Only four of them were operational by the end of 1959, and limited launch pads meant that the Soviets would have time for only two launches should it decide to attack the United States. (Amusingly, such is almost exactly what CIA analysts determined from afar, thanks to U-2 photos and other sources. CIA documents from the era released in 2001 noted the “enormous” size of the missile but said its use of cryogenic fuel caused “nightmarish logistical problems” for deployment.). In later years, Khrushchev’s military did acquire more serious missiles, and in abundance.

Mr.Zubok’s figures on Soviet defense spending support the thesis that President Ronald Reagan’s military buildup essentially forced the USSR down the road into bankruptcy. Expenditures on the armed forces by 1984 consumed 18.5 percent of the budget. Add in “defense related” spending, as Premier Leonid Brezhnev admitted years later, and the outlay consumed an incredible 40 percent of the budget.

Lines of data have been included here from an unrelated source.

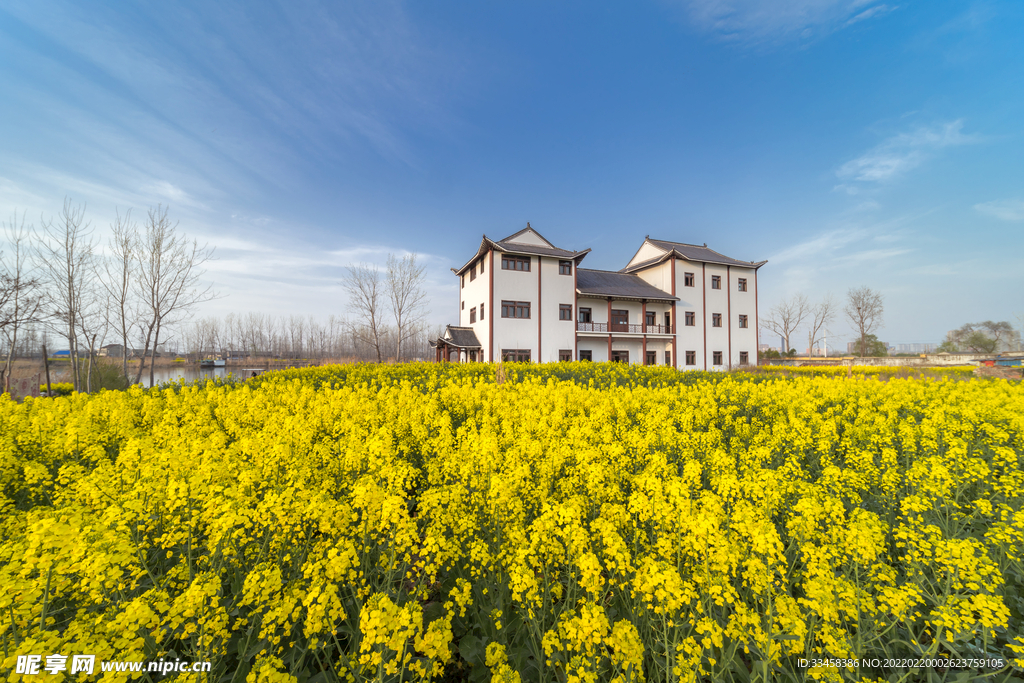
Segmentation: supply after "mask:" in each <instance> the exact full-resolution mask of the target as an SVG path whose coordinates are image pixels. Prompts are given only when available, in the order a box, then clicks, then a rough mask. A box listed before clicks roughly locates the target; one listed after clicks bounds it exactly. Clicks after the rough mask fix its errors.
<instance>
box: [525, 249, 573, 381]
mask: <svg viewBox="0 0 1024 683" xmlns="http://www.w3.org/2000/svg"><path fill="white" fill-rule="evenodd" d="M534 260H535V263H534V266H535V267H536V266H537V263H536V261H538V260H540V261H541V318H540V319H541V340H542V341H541V343H542V347H541V354H540V356H539V355H538V354H537V353H535V354H534V359H535V360H536V361H538V362H556V361H557V360H558V352H559V351H561V350H568V351H572V350H573V348H574V341H575V315H577V311H575V278H574V276H573V275H572V274H568V275H562V274H559V272H558V261H559V260H560V259H557V258H548V257H535V259H534ZM572 267H573V268H574V267H575V264H574V263H573V264H572ZM560 304H568V305H570V306H572V315H571V319H568V321H560V319H558V306H559V305H560ZM535 345H536V344H535Z"/></svg>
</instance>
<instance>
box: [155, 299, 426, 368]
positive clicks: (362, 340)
mask: <svg viewBox="0 0 1024 683" xmlns="http://www.w3.org/2000/svg"><path fill="white" fill-rule="evenodd" d="M402 330H403V335H402V337H401V338H399V337H398V335H397V327H396V326H380V327H379V328H378V331H377V339H378V344H377V345H374V344H372V343H369V342H368V341H367V340H368V339H373V338H374V335H373V333H372V331H371V330H368V329H366V326H365V325H362V324H360V323H359V322H357V321H351V319H348V318H345V317H340V316H337V315H329V316H328V317H326V318H318V317H315V316H313V315H309V316H303V315H288V316H280V317H279V316H274V315H268V314H265V313H261V312H258V311H251V312H248V313H243V314H236V313H228V314H227V315H225V316H223V317H202V318H199V319H197V321H194V322H193V323H190V324H189V325H187V326H182V327H181V328H180V331H179V333H178V334H177V335H176V337H175V339H174V340H173V341H172V343H171V344H170V345H169V350H171V351H173V352H177V353H181V354H187V355H189V356H190V357H193V358H195V359H201V358H204V357H208V356H219V355H228V356H232V357H263V358H271V357H272V358H294V359H309V360H316V361H323V360H328V359H333V360H346V359H356V360H377V359H378V358H379V357H381V358H384V359H390V358H398V357H401V358H402V359H404V360H411V359H417V358H424V357H428V356H429V346H428V343H429V341H430V340H431V339H436V337H437V332H436V331H431V330H428V329H427V327H426V325H424V324H422V323H420V324H417V325H413V324H408V325H404V326H403V328H402ZM399 345H400V349H399ZM378 353H381V356H378ZM399 353H400V354H401V355H400V356H399V355H398V354H399Z"/></svg>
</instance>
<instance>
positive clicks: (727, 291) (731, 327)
mask: <svg viewBox="0 0 1024 683" xmlns="http://www.w3.org/2000/svg"><path fill="white" fill-rule="evenodd" d="M730 267H731V266H728V265H727V266H725V287H726V290H725V314H726V315H727V316H728V317H729V327H728V328H726V334H727V335H728V353H729V370H732V279H731V278H730V276H729V268H730Z"/></svg>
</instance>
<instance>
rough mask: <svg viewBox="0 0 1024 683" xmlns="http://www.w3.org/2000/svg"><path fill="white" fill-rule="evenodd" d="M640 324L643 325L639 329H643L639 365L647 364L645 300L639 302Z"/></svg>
mask: <svg viewBox="0 0 1024 683" xmlns="http://www.w3.org/2000/svg"><path fill="white" fill-rule="evenodd" d="M640 324H641V325H643V327H642V328H641V330H643V350H642V351H640V353H642V354H643V357H642V358H641V359H640V364H641V365H644V366H645V365H647V302H646V301H641V302H640Z"/></svg>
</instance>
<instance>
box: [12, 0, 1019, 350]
mask: <svg viewBox="0 0 1024 683" xmlns="http://www.w3.org/2000/svg"><path fill="white" fill-rule="evenodd" d="M1022 34H1024V3H1022V2H1019V1H1016V0H1015V1H1006V2H998V1H978V2H970V1H967V2H965V1H964V0H958V1H944V0H930V1H923V0H919V1H909V2H900V3H897V2H890V1H886V2H879V1H878V0H765V1H759V0H634V1H632V2H606V3H591V2H582V1H571V0H569V1H565V2H557V3H552V2H530V1H525V0H524V1H520V2H515V3H471V2H463V3H455V2H446V1H444V0H438V1H436V2H429V3H402V2H389V1H387V0H374V1H371V2H360V1H352V2H344V3H338V2H326V3H317V2H295V1H290V2H281V3H272V2H258V1H247V2H228V1H225V2H217V3H210V2H166V3H142V2H117V3H75V2H52V1H50V0H31V1H29V2H11V1H8V0H0V86H2V87H0V92H2V98H0V102H2V104H0V217H5V218H7V219H9V218H10V217H11V216H12V215H14V213H15V212H16V213H17V215H18V216H25V217H26V220H27V222H29V223H33V224H35V225H37V226H38V225H39V224H41V222H43V221H45V220H47V219H49V218H50V217H52V216H54V215H55V214H56V213H58V212H59V210H60V207H61V204H62V202H63V201H65V199H66V198H69V199H71V200H72V201H73V202H75V203H77V204H84V205H85V206H86V216H87V218H88V219H89V220H90V221H91V225H92V227H93V229H94V231H95V232H94V233H95V237H96V240H97V241H99V242H100V243H103V242H105V240H106V232H108V230H109V225H110V223H111V221H112V220H113V218H114V216H115V213H116V212H117V211H121V212H124V211H125V210H126V209H128V208H131V209H132V211H133V215H134V216H135V217H136V218H144V216H145V212H146V210H147V209H148V208H151V207H155V206H157V205H163V206H166V207H168V209H169V215H170V216H171V217H172V218H173V219H175V220H176V221H178V230H180V231H182V232H184V233H185V234H187V236H188V237H189V238H195V239H197V240H199V241H200V242H201V243H207V244H208V245H209V246H211V247H213V248H215V252H214V253H215V257H216V258H215V259H214V260H212V261H210V262H208V263H207V264H206V269H207V272H206V274H205V278H206V280H207V281H208V282H209V283H210V284H212V285H213V287H214V289H215V290H216V292H217V293H218V294H219V298H218V299H216V300H215V301H211V302H209V303H207V304H204V306H203V307H202V308H201V309H200V310H198V311H197V314H199V315H224V314H226V313H228V312H237V313H241V312H246V311H250V310H257V311H261V312H264V313H269V314H273V315H291V314H311V315H318V316H322V317H326V316H327V315H329V314H335V315H340V316H345V315H350V312H349V310H348V303H347V300H346V296H345V293H344V290H343V287H342V284H341V283H342V279H343V276H344V274H345V268H346V266H348V265H350V264H355V263H368V264H383V263H384V262H385V261H386V259H387V255H388V254H389V253H394V254H398V255H402V254H410V253H412V254H416V255H417V257H418V258H419V259H420V260H421V262H422V263H423V264H424V265H425V266H426V273H427V281H426V288H427V291H428V295H429V301H430V313H429V319H430V322H431V323H432V324H434V325H443V324H444V323H453V324H454V323H457V322H458V304H459V290H458V288H457V280H456V278H455V275H454V274H453V273H452V271H451V269H450V268H451V267H453V266H456V267H458V266H461V265H462V264H463V263H464V262H465V261H466V260H467V259H468V258H470V257H471V256H472V255H473V253H475V250H476V249H477V247H478V246H479V242H480V238H481V236H482V234H486V236H488V237H490V238H494V239H501V238H504V237H506V236H509V234H511V233H513V232H515V231H517V230H519V229H521V228H522V227H524V226H525V224H526V222H527V221H529V222H530V224H531V225H532V226H534V227H535V228H536V229H538V230H539V231H540V232H541V233H542V234H544V236H545V237H546V238H547V239H549V240H550V241H551V242H553V243H554V244H555V245H556V246H558V247H561V248H565V249H577V250H583V249H587V248H590V249H592V250H593V252H592V253H591V254H589V255H588V256H587V258H586V260H585V261H584V263H583V265H584V267H593V268H604V269H618V268H622V267H623V266H625V265H626V263H627V261H628V260H629V259H630V257H631V256H632V255H633V253H634V252H635V251H636V249H637V248H638V247H639V246H640V244H641V243H642V242H643V240H644V237H645V236H648V234H649V236H651V237H652V238H656V239H662V240H671V241H677V242H685V243H693V244H703V243H707V244H708V246H709V247H711V248H713V249H715V250H717V251H719V252H721V253H723V254H726V255H728V256H731V257H733V258H737V259H741V260H762V259H767V260H768V263H767V264H766V265H765V266H764V267H762V269H761V270H760V273H759V281H758V282H759V286H760V289H761V291H760V294H759V298H760V308H761V310H762V311H766V310H768V309H770V308H771V306H772V305H774V304H775V303H777V302H779V301H782V300H783V299H786V298H787V297H791V296H794V295H796V294H803V295H805V296H807V297H808V298H809V299H810V300H811V301H812V302H813V301H818V300H820V299H821V298H822V297H824V296H826V295H828V294H831V295H833V296H834V297H835V298H836V299H837V300H838V301H840V302H842V301H843V299H844V298H845V296H846V293H847V292H848V291H849V290H850V289H851V288H854V287H861V286H867V287H871V288H873V289H877V290H879V291H880V292H881V293H882V295H883V297H884V300H885V316H884V323H883V325H882V328H881V329H880V331H879V338H880V339H883V340H884V341H887V342H889V343H893V344H894V343H909V342H938V341H941V340H942V339H943V338H944V335H945V332H946V331H947V330H950V329H953V328H957V327H959V326H962V325H963V324H965V323H974V322H980V321H985V319H996V321H1002V319H1007V321H1014V315H1015V314H1020V313H1022V312H1024V300H1022V298H1021V292H1022V290H1024V238H1022V230H1024V42H1021V40H1020V36H1021V35H1022ZM762 317H764V315H762ZM1020 326H1021V323H1020V322H1018V323H1017V327H1020ZM829 333H830V335H831V337H830V339H829V344H830V345H834V346H837V347H843V348H845V340H847V339H853V338H854V336H853V334H852V333H851V328H850V325H849V324H848V323H847V322H845V321H844V319H843V318H842V317H840V318H838V319H837V321H836V322H835V323H834V324H833V325H831V326H830V330H829ZM803 334H805V335H806V332H804V333H803ZM773 340H774V335H770V334H768V333H764V334H763V335H762V341H767V342H771V341H773Z"/></svg>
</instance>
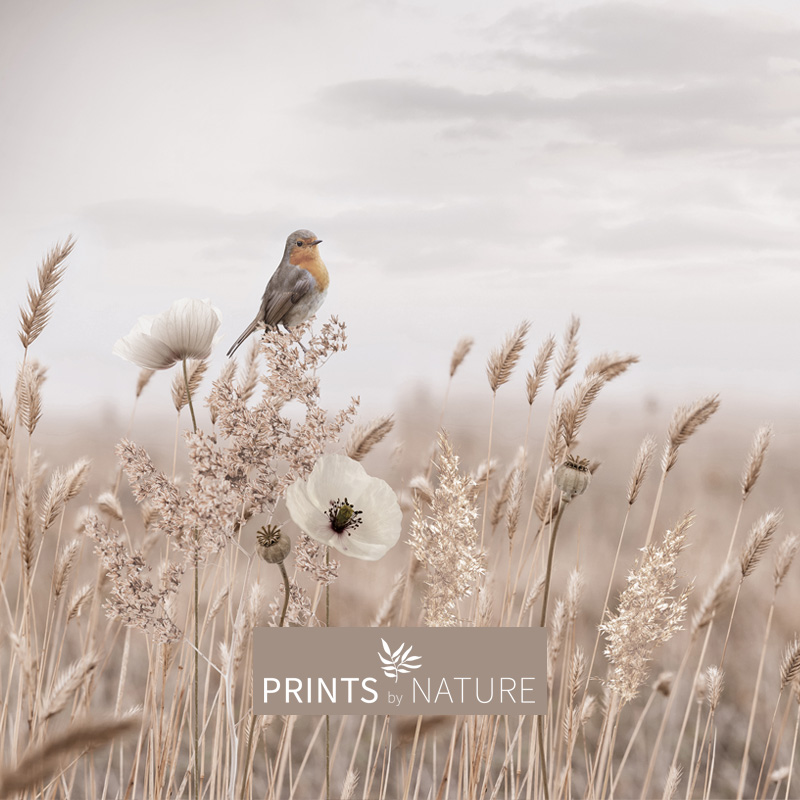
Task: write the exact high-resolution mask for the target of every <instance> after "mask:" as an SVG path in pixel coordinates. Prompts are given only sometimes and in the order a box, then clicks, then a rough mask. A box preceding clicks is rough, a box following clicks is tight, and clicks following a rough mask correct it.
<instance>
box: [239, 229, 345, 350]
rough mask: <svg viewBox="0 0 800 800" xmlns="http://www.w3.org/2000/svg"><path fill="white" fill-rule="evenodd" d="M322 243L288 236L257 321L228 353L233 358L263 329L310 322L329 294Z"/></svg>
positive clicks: (327, 280) (303, 234) (286, 326)
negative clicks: (322, 250)
mask: <svg viewBox="0 0 800 800" xmlns="http://www.w3.org/2000/svg"><path fill="white" fill-rule="evenodd" d="M321 241H322V239H317V235H316V234H315V233H312V232H311V231H307V230H299V231H295V232H294V233H291V234H289V238H288V239H287V240H286V248H285V249H284V251H283V258H282V259H281V263H280V264H278V268H277V269H276V270H275V272H274V273H273V274H272V277H271V278H270V279H269V283H268V284H267V288H266V289H265V290H264V296H263V297H262V298H261V308H259V309H258V314H256V318H255V319H254V320H253V321H252V322H251V323H250V324H249V325H248V326H247V327H246V328H245V330H244V333H242V335H241V336H240V337H239V338H238V339H237V340H236V341H235V342H234V343H233V346H232V347H231V349H230V350H228V357H229V358H230V356H232V355H233V354H234V353H235V352H236V350H237V349H238V347H239V345H241V344H242V342H243V341H244V340H245V339H246V338H247V337H248V336H249V335H250V334H251V333H252V332H253V331H254V330H256V328H258V327H259V326H261V325H264V326H266V328H267V330H269V329H271V328H277V327H278V325H283V326H284V328H292V327H294V326H295V325H299V324H300V323H301V322H305V321H306V320H307V319H310V318H311V317H313V316H314V314H315V313H316V312H317V310H318V309H319V307H320V306H321V305H322V303H323V301H324V300H325V295H326V294H328V283H329V282H330V278H329V277H328V270H327V268H326V267H325V264H324V263H323V262H322V259H321V258H320V257H319V250H318V249H317V245H318V244H319V243H320V242H321Z"/></svg>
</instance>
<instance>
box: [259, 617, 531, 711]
mask: <svg viewBox="0 0 800 800" xmlns="http://www.w3.org/2000/svg"><path fill="white" fill-rule="evenodd" d="M253 637H254V640H253V646H254V651H253V697H254V711H255V713H256V714H298V715H303V714H314V715H319V714H381V715H382V714H544V713H545V711H546V708H547V680H546V669H547V666H546V663H547V633H546V630H545V629H544V628H256V629H255V631H254V632H253Z"/></svg>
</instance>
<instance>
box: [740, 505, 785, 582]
mask: <svg viewBox="0 0 800 800" xmlns="http://www.w3.org/2000/svg"><path fill="white" fill-rule="evenodd" d="M782 520H783V512H781V511H780V509H777V510H775V511H770V512H769V513H767V514H764V516H763V517H761V519H759V520H758V522H756V524H755V525H753V527H752V529H751V531H750V535H749V536H748V537H747V542H746V543H745V546H744V549H743V550H742V553H741V555H740V556H739V564H740V565H741V568H742V578H746V577H747V576H748V575H750V574H751V573H752V572H753V570H754V569H755V568H756V567H757V566H758V562H759V561H761V558H762V556H763V555H764V553H765V552H766V550H767V548H768V547H769V545H770V542H771V541H772V537H773V536H774V535H775V531H776V530H777V529H778V525H780V523H781V521H782Z"/></svg>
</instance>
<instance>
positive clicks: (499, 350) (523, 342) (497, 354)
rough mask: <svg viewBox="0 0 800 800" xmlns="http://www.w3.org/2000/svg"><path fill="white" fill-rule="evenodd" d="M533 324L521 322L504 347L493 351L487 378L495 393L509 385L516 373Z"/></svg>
mask: <svg viewBox="0 0 800 800" xmlns="http://www.w3.org/2000/svg"><path fill="white" fill-rule="evenodd" d="M530 327H531V324H530V322H528V321H527V320H524V321H523V322H520V324H519V325H517V327H516V328H515V329H514V330H513V331H512V332H511V333H510V334H508V336H506V338H505V341H504V342H503V344H502V346H500V347H498V348H497V349H496V350H493V351H492V353H491V355H490V356H489V361H488V363H487V365H486V376H487V377H488V379H489V386H490V388H491V390H492V392H493V393H496V392H497V390H498V389H499V388H500V387H501V386H502V385H503V384H504V383H508V381H509V379H510V378H511V373H512V372H513V371H514V367H516V365H517V362H518V361H519V357H520V355H521V354H522V350H523V348H524V347H525V339H526V337H527V336H528V331H529V330H530Z"/></svg>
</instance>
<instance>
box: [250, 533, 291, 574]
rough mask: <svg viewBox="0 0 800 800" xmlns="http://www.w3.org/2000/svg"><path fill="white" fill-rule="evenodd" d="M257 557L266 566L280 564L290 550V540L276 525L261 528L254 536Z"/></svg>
mask: <svg viewBox="0 0 800 800" xmlns="http://www.w3.org/2000/svg"><path fill="white" fill-rule="evenodd" d="M256 539H257V540H258V555H259V556H260V557H261V558H262V559H263V560H264V561H266V562H267V564H281V563H283V561H284V559H285V558H286V556H288V555H289V551H290V550H291V549H292V540H291V539H290V538H289V537H288V536H287V535H286V534H285V533H281V529H280V528H279V527H278V526H277V525H267V526H266V527H262V528H261V530H259V532H258V533H257V534H256Z"/></svg>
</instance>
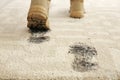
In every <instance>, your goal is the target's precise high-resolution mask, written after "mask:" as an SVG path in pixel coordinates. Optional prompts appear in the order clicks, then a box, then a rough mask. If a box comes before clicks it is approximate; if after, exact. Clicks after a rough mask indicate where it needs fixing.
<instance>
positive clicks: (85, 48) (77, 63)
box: [69, 43, 98, 72]
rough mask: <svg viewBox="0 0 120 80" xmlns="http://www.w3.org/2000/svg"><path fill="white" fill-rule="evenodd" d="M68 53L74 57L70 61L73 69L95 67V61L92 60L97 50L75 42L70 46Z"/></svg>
mask: <svg viewBox="0 0 120 80" xmlns="http://www.w3.org/2000/svg"><path fill="white" fill-rule="evenodd" d="M69 53H71V54H74V56H75V58H74V61H73V63H72V67H73V69H74V70H75V71H81V72H85V71H90V70H95V69H96V67H97V65H98V64H97V62H94V61H92V60H93V58H94V59H95V58H96V56H97V55H98V54H97V50H96V49H95V48H94V47H92V46H88V45H86V44H83V43H77V44H74V45H72V46H70V50H69Z"/></svg>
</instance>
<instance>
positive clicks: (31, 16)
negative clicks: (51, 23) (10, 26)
mask: <svg viewBox="0 0 120 80" xmlns="http://www.w3.org/2000/svg"><path fill="white" fill-rule="evenodd" d="M49 4H50V0H31V6H30V9H29V12H28V17H27V20H28V24H27V27H28V28H29V29H30V30H31V31H47V30H49V22H48V13H49Z"/></svg>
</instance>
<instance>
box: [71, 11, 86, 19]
mask: <svg viewBox="0 0 120 80" xmlns="http://www.w3.org/2000/svg"><path fill="white" fill-rule="evenodd" d="M70 17H72V18H83V17H84V12H81V11H74V12H70Z"/></svg>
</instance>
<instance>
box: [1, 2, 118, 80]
mask: <svg viewBox="0 0 120 80" xmlns="http://www.w3.org/2000/svg"><path fill="white" fill-rule="evenodd" d="M29 5H30V0H4V1H1V3H0V79H1V80H2V79H15V80H18V79H25V80H26V79H30V80H37V79H39V80H120V73H119V72H120V62H119V61H120V0H86V1H85V9H86V14H85V17H84V18H82V19H73V18H70V17H69V12H68V11H69V0H59V1H58V0H52V4H51V9H50V18H49V19H50V27H51V31H50V32H48V33H46V34H44V33H42V34H40V33H38V34H31V33H29V31H28V28H27V27H26V24H27V21H26V17H27V12H28V8H29ZM43 34H44V36H43ZM41 36H42V37H41ZM79 42H80V43H84V44H86V45H89V46H90V47H94V48H95V49H96V50H97V55H96V56H95V57H93V58H94V60H93V61H95V63H96V64H97V65H95V69H94V68H92V67H90V66H88V67H87V68H89V69H87V70H85V71H81V70H80V69H81V67H78V66H81V65H80V64H79V60H77V59H81V58H80V57H79V56H80V55H76V54H73V53H72V52H70V53H69V51H70V50H71V48H70V46H72V47H73V46H74V45H76V44H78V43H79ZM93 58H92V59H93ZM75 60H76V62H75ZM77 61H78V62H77ZM91 63H92V62H91ZM93 63H94V62H93ZM85 68H86V67H83V68H82V70H84V69H85Z"/></svg>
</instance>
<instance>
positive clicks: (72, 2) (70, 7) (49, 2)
mask: <svg viewBox="0 0 120 80" xmlns="http://www.w3.org/2000/svg"><path fill="white" fill-rule="evenodd" d="M70 1H71V6H70V17H73V18H82V17H83V16H84V5H83V1H84V0H70ZM49 5H50V0H31V6H30V9H29V13H28V18H27V20H28V25H27V26H28V28H30V30H32V31H47V30H49V29H50V28H49V21H48V14H49Z"/></svg>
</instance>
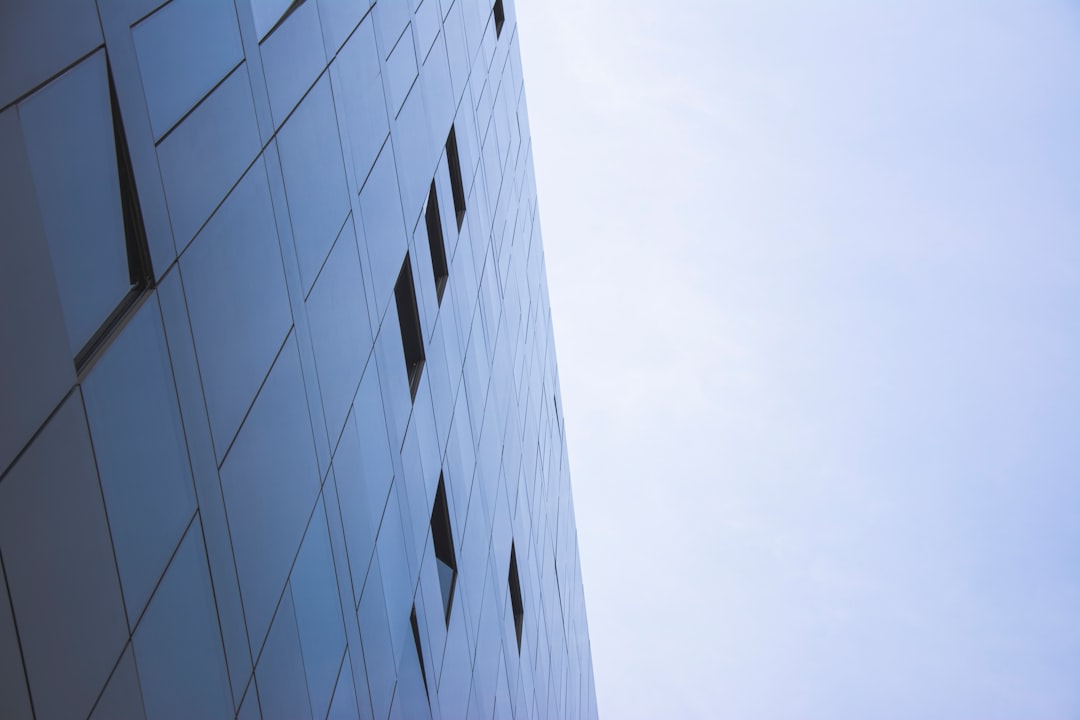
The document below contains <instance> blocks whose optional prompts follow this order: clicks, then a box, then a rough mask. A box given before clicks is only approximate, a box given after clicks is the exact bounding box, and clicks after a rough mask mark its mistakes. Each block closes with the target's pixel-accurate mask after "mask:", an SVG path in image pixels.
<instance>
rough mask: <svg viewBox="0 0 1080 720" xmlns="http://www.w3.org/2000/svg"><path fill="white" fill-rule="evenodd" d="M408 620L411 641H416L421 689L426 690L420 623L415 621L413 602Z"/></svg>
mask: <svg viewBox="0 0 1080 720" xmlns="http://www.w3.org/2000/svg"><path fill="white" fill-rule="evenodd" d="M408 622H409V624H410V625H411V626H413V642H415V643H416V658H417V661H419V663H420V678H421V679H422V680H423V691H424V692H426V693H427V692H429V691H428V671H427V670H426V669H424V667H423V647H422V646H421V644H420V624H419V623H418V622H416V603H414V604H413V613H411V614H410V615H409V616H408Z"/></svg>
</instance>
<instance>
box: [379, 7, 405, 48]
mask: <svg viewBox="0 0 1080 720" xmlns="http://www.w3.org/2000/svg"><path fill="white" fill-rule="evenodd" d="M373 14H374V15H375V30H376V32H378V33H379V42H380V43H381V46H382V52H383V53H384V54H387V55H389V54H390V51H391V50H392V49H393V46H394V44H395V43H396V42H397V39H399V38H400V37H401V36H402V32H404V31H405V26H406V25H408V19H409V3H407V2H384V3H382V4H381V5H380V4H378V3H376V4H375V10H374V11H373Z"/></svg>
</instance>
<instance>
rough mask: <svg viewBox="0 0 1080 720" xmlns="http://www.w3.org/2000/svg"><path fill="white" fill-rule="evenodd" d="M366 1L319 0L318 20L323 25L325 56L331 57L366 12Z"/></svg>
mask: <svg viewBox="0 0 1080 720" xmlns="http://www.w3.org/2000/svg"><path fill="white" fill-rule="evenodd" d="M367 6H368V3H367V2H366V1H363V2H339V1H338V0H319V21H320V22H321V23H322V25H323V42H324V44H325V46H326V56H327V57H333V56H334V55H335V53H337V51H338V50H339V49H340V47H341V43H343V42H345V41H346V38H348V37H349V36H350V35H351V33H352V31H353V29H354V28H355V27H356V24H357V23H360V18H361V17H363V16H364V14H365V13H366V12H367Z"/></svg>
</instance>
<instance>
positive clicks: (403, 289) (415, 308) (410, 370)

An “adequate response” to Reagan’s buildup would have increased the military budget by a further 14 percent. Such would have necessitated drastic cuts in living standards (perhaps a six-day work week) and would have ended Brezhnev’s “live and let live” pact with the Soviet people.

Fortunately, the Soviets’ harsh position towards Reagan gradually softened as they got to know him at summit meetings. Anatoly Dobryin, longtime Soviet ambassador in Washington, stated later that “Reagan’s vision of nuclear apocalypse and his deeply rooted but almost hidden conviction that nuclear weapons should ultimately be abolished, would prove more powerful than his visceral anti-Communism.” Khrushchev also came to realize the futility of nuclear war.